Veggie VanGo, the Foodbank's new mobile pantry, will deliver fresh fruits and vegetables to schools, hospitals and food insecure families.
The van will make its first grocery delivery this Friday to the University of Vermont Health Network-Central Vermont Medical Center (CVMC). It will occur every third Friday of the month until June to accommodate the off season harvest.
"It's a pretty robust program through the winter months to continue the access to fresh food," CVMC Chief Operating Officer Nancy Lothian said. "One delivery will easily feed up to 300 families."
Bringing food to centralized distribution sites allow clients to get groceries immediately.
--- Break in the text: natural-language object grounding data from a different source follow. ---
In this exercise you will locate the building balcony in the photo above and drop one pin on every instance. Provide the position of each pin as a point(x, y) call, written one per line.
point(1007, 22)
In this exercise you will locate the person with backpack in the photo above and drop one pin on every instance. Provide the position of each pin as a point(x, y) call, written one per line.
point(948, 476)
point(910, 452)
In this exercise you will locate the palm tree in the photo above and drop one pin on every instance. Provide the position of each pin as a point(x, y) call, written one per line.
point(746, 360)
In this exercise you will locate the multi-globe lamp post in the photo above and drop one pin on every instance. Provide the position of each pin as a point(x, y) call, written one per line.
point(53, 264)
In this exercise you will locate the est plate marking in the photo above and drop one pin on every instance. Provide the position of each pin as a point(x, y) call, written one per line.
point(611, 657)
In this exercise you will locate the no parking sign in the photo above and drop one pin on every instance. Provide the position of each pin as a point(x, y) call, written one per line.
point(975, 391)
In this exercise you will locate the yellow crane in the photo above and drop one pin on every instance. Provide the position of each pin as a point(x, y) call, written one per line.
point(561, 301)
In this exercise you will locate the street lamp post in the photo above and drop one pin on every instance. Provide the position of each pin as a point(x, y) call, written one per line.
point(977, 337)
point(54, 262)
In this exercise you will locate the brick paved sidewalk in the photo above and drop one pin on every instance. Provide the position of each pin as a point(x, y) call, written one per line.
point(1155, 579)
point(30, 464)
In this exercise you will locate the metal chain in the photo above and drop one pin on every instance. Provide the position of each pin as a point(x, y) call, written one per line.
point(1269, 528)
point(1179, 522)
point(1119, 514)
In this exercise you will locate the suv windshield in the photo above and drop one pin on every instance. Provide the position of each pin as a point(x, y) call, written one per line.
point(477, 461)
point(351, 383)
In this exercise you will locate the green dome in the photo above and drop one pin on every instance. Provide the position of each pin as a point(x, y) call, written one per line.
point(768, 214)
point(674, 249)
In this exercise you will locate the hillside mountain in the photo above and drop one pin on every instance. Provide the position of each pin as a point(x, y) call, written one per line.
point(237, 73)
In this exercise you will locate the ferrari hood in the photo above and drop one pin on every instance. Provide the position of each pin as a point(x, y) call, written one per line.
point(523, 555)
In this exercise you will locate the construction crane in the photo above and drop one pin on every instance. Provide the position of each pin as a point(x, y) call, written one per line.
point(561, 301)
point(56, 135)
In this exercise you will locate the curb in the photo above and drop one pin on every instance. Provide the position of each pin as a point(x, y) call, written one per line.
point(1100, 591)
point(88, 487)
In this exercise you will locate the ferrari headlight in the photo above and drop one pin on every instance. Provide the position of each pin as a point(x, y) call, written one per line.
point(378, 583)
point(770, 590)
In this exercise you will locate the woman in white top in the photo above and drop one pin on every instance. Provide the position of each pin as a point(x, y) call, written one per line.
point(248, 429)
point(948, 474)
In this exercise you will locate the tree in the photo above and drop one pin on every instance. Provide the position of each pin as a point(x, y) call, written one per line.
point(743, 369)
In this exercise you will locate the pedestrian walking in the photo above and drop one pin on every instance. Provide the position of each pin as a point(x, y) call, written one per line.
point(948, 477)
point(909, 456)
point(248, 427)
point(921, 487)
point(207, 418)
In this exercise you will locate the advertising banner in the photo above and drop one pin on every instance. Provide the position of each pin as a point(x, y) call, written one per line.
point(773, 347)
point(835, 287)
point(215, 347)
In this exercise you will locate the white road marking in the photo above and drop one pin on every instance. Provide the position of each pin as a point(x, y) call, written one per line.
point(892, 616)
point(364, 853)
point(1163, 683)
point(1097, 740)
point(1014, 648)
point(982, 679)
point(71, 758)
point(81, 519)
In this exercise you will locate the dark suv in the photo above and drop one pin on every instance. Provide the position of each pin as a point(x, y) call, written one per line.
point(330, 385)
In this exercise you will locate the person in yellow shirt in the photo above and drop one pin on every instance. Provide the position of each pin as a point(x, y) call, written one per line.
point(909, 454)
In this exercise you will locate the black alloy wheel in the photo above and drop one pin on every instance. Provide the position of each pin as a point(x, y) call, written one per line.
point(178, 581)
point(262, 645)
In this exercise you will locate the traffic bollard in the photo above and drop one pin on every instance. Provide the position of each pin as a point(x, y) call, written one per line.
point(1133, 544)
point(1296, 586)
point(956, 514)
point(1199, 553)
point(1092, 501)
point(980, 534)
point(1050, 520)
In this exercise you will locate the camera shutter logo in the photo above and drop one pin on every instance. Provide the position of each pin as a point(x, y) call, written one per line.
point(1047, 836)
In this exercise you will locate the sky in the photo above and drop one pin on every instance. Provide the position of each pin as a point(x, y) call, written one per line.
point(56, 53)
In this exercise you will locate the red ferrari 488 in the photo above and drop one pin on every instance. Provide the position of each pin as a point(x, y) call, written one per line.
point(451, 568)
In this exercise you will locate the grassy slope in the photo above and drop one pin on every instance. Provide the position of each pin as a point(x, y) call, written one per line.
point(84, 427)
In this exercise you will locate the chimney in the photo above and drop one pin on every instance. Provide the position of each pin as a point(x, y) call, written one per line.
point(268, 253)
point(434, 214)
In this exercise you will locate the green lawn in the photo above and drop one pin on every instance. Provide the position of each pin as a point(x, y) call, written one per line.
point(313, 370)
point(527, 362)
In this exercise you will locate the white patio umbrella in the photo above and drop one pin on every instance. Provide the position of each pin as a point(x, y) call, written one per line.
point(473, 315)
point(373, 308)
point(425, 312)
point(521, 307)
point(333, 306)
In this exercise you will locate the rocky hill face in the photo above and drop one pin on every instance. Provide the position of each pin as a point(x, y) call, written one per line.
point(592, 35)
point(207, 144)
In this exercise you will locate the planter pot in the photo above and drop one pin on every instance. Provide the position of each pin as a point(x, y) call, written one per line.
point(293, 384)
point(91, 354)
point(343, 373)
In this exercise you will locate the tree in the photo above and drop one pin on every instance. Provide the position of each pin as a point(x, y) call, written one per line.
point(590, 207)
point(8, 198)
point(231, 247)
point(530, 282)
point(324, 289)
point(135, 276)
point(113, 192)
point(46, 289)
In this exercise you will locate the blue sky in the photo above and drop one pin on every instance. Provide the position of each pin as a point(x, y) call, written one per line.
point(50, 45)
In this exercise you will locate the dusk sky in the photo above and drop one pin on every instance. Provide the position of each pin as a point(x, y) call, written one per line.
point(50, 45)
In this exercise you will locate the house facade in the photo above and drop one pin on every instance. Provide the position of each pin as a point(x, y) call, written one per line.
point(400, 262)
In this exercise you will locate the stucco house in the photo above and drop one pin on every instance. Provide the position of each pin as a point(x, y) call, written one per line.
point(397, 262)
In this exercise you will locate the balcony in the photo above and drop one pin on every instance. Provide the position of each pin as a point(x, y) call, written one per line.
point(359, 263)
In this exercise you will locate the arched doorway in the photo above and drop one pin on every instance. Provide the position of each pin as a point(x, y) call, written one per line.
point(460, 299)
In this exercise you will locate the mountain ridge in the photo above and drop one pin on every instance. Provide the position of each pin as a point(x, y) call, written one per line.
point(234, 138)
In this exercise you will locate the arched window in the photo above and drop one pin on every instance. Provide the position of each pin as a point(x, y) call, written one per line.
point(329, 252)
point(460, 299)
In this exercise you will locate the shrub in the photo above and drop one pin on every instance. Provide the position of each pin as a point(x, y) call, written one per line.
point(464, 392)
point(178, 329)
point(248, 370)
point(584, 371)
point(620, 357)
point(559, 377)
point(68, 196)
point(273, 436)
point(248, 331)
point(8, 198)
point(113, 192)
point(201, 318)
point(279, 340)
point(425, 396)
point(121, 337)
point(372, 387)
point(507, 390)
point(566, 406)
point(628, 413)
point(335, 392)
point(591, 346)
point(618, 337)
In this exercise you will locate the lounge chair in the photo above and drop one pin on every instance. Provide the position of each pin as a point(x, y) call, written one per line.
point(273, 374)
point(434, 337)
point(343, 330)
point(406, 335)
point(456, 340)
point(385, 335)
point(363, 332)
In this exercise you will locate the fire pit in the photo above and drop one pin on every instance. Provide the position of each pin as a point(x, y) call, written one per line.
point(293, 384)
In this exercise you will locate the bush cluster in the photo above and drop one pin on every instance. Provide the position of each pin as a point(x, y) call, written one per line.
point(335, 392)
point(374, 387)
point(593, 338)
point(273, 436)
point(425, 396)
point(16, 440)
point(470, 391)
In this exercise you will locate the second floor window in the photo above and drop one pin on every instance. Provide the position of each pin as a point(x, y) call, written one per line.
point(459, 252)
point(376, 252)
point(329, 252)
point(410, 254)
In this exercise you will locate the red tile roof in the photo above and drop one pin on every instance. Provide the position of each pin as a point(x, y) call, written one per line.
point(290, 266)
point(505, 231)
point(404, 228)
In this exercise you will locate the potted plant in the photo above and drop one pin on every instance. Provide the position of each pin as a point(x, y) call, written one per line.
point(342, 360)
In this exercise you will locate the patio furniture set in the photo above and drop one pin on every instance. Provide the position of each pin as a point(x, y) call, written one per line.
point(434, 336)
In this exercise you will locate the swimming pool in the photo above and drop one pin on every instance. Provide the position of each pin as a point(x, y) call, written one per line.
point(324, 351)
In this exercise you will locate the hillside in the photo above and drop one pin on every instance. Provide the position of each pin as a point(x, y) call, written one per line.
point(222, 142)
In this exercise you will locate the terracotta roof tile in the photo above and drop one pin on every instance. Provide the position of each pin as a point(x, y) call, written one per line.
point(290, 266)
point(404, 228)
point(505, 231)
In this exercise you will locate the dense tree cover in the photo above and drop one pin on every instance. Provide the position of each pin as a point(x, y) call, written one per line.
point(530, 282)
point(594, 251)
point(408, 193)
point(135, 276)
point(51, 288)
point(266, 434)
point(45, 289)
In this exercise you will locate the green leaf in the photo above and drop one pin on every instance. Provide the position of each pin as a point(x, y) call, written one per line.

The United Counseling Service (UCS) has also utilized this service.
"We have a number of initiatives, this is really targeted at getting healthy, fresh fruit and vegetables to people," Vermont Foodbank's Director of Communications Judy Stermer said. "Oftentimes the foodbank doesn't meet or interact with the person who needs food. This is getting to the heart of some direct service."
Stermer said there's a goal to provide schools with 230,000 pounds of produce during the school year. Veggie VanGo will work with five schools and hospitals during the year as well as 60 housing sites, and depending on the turnout. Expanding to further distribution sites in 2017 will depend on allotted funds, Stermer said.
"This is a great answer to some real needs throughout the state," Stermer said. "It's about getting fresh fruits and veggies to people who need it and may not have access to transportation or a food site. They're receiving it at school or at their house."
Food insecure families are eligible to get home deliveries because some are unable to leave their home, Stermer said. The program costs nothing and invites anyone to take what they need, without question, during distribution times, according to the Foodbank's website.
On Friday from 9 to 11 a.m., families and individuals can pick up fresh produce and groceries in conference rooms 1 and 2 on the lower level of the Berlin hospital, according to Vermont Business Magazine.
Additionally, the Foodbank supplies ingredients to CVMC to host six cooking classes sponsored by Hunger Mountain Coop which started last week and will run each Wednesday from 530 to 7 p.m. until Feb. 17. The class is free of charge and was full with 10 enrolled at first one, Lothian said.
"Part of the partnership goes beyond just getting the vegetables," Lothian explained. "Along with having individuals to pick up produce, they learn how to cook healthy food on a monetary budget."